Weronika jest nauczycielką w szkole podstawowej, Hubert z kolei dumnym właścicielem warsztatu samochodowego. Wypadek samochodowy prowadzi do poznania tych dwoje. Mężczyzna wplątuje Weronikę w gangsterskie porachunki, co sprowadza na nią niebezpieczeństwo.
RECENZJA ZAWIERA SPOJLERY
Chciałabym powiedzieć, że pod tą moim zdaniem nietrafną okładką kryje się dobra historia, jednak nie mogę. Zawiodłam się na tej książce i to nawet bardzo. Męczyłam się, czytając tę książkę. Przeczytanie jej zajęłoby mi około trzech godzin, jednak trwało trzy dni. Wynudzałam się na niej przeokropnie. Tylko co na to wpłynęło?
Uważam, że okładka nawet jak na książkę erotyczną jest zbyt wulgarna. Przypomina mi ona bardziej okładkę filmu dla dorosłych niż okładkę książki. Gdyby nie zachęcający opis, nie sięgnęłabym po tę pozycję.
Historia miała duży potencjał, jednak sposób jej przekazania nie przypadł mi do gustu. Bardzo proste i typowe dla tego gatunku dialogi czy opisy sytuacji w połączeniu z serotypowym myśleniem, nie bardzo mnie przekonało. W całej książce ciekawił mnie tylko jeden wątek — wiadomości od nieznanego numeru z pogróżkami. Nie był on najgorszy, jednak nie byłam usatysfakcjonowana jego rozwinięciem. Było zbyt chaotyczne, nagłe porwanie i śmierć/morderstwo dwóch osób.
Sposób napisania tej historii był tragiczny, opisy praktycznie nie istniały, przez co dużo sytuacji wzięło się znikąd bez wyjaśnienia. Nie oczekiwałam długich akapitów na pół strony, jednak wyjaśnienia i zarysowania istotnych elementów, które nacechowałyby treść emocjonalnie.
Bohaterowie byli jednolici, nikt się niczym nie wyróżniał poza jedną postacią, ale to jest temat na później. Nie zachowywali się jak dorośli ludzie, przypominali mi bardziej nastolatków, okrywających dopiero dorosłość. Mają oni również bardzo stereotypowe podejście do wielu spraw. Czy to jest coś dziwnego że mężczyzna zrobi śniadanie? Albo ogarnie coś w mieszkaniu? No nie. A główna bohaterka traktowała to jak coś niemożliwego. Wracając do tej jednej postaci — Tomka, denerwowała mnie jak mało kto zwłaszcza jego sprośnie komentarze w nieodpowiednich momentach.

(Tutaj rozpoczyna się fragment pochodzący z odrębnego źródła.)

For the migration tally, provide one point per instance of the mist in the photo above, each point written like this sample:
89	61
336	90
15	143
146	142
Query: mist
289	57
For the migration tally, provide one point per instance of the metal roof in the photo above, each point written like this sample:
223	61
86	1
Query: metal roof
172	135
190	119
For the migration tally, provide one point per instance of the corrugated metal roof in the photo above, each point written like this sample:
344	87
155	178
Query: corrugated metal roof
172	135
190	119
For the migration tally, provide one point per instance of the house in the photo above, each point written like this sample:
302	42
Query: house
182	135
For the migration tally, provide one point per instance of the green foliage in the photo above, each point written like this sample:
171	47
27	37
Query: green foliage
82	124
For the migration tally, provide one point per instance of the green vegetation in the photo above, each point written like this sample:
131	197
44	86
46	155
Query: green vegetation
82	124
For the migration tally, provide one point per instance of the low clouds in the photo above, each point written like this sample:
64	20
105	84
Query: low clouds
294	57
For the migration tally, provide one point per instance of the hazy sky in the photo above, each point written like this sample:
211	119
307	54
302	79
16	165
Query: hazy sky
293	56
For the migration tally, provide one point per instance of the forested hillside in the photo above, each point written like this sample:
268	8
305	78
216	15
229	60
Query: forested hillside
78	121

Bohaterka została wykreowana na nauczycielkę, która w wakacje jest prostytutką. I coś w tej kreacji poszło nie tak. Weronika rezygnuje z wakacyjnej pracy po kilku dniach od poznania głównego bohatera. I stąd moje pytanie, czy był sens wprowadzać to na krótką chwilę skoro to mało być znaczące w całej historii? A moim zdaniem nawet dobrze nie zostało to zarysowane.

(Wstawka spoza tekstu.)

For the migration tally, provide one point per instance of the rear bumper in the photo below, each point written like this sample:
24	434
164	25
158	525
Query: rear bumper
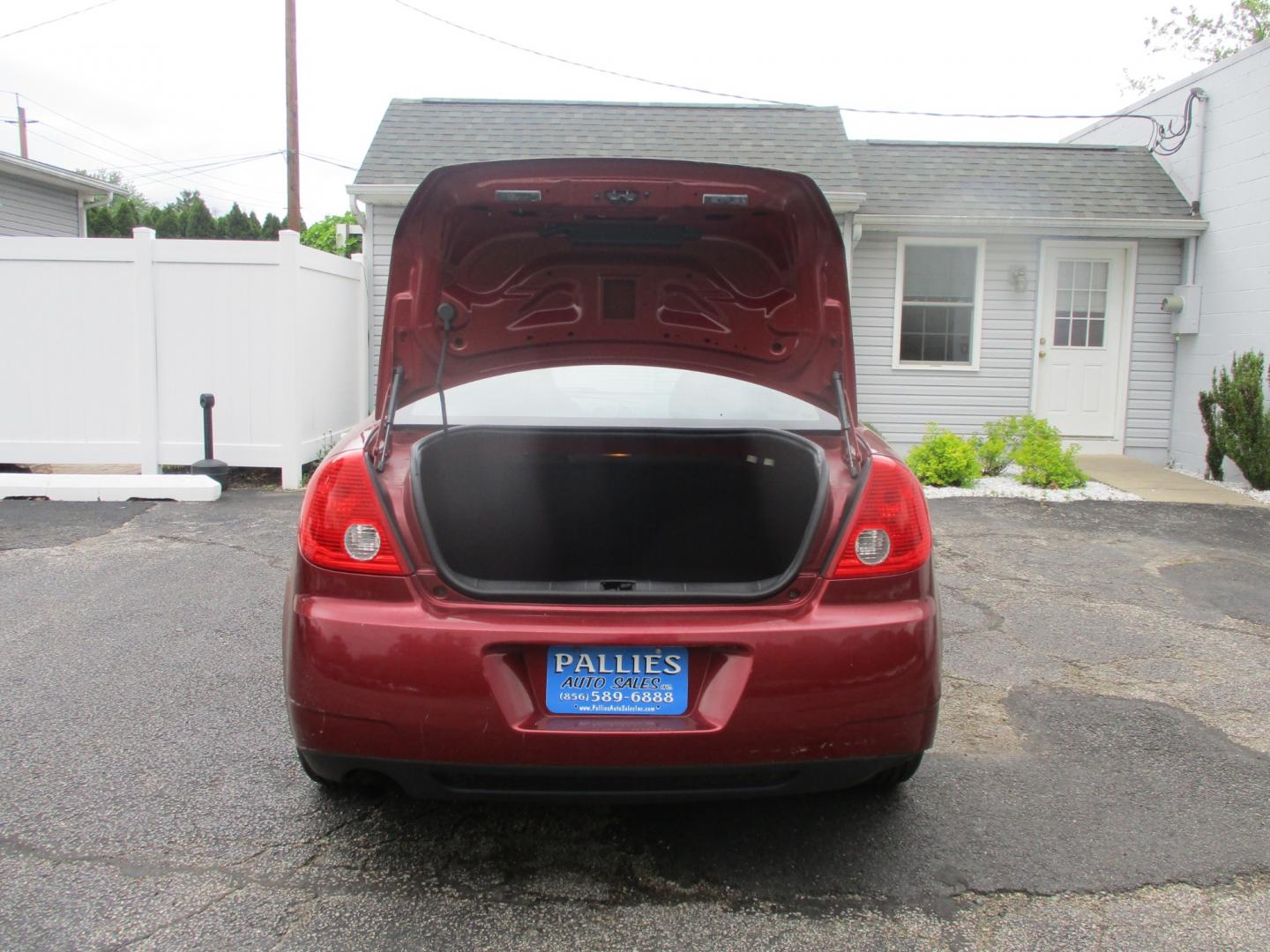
609	785
828	687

Huber jest wykreowany na kryminalistę, gangstera, który prowadzi swój warsztat. Jednak i tutaj się kreacja nie powiodła. Co do właściciela warsztatu nie mogę się przyczepić, to do jego kryminalnej przeszłości już muszę. Praktycznie w ogóle nie poczułam że jest on gangsterem i ma jakieś nielegalne powiązania. W ogóle nie pokazał swojej ciemnie niebezpiecznej strony. Oprócz wyjawienia przyczyny odsiadki w więzieniu to delikatnie na samym końcu dało się zauważyć zarys jego nielegalnej działalności.
Mężczyzna sprowadzał na Weronikę kłopoty, a ona jak idiotka mu ufała i robiła co jej kazał. Kilkukrotnie myślałam nad przerwaniem czytania, jednak wytrwałam do końca. Już po 50 stronach miałam ochotę rzucić książką i więcej jej nie dotykać.
Pomimo tego iż akcja działa się kilka tygodni, ja miałam wrażenie że kilka dni. Bohaterowie bardzo szybko nawiązali relację romantyczną, a dopiero co się poznali. Brakowało mi w tym konsekwencji i stopniowej zmiany relacji. Weronika na samym początku bała się Huberta, a jednak przy drugim spotkaniu zaprosiła go do domu, a jeszcze później wyjechała z nim na drugi koniec kraju. Czy tak robi odpowiedzialna osoba?
Podsumowując, nie poczułam wydarzeń. Nie poczułam chemii pomiędzy bohaterami. Nie polubiłam bohaterów. Zamysł był dobry, jednak po drodze do celu zgubiło się kilka ważnych elementów.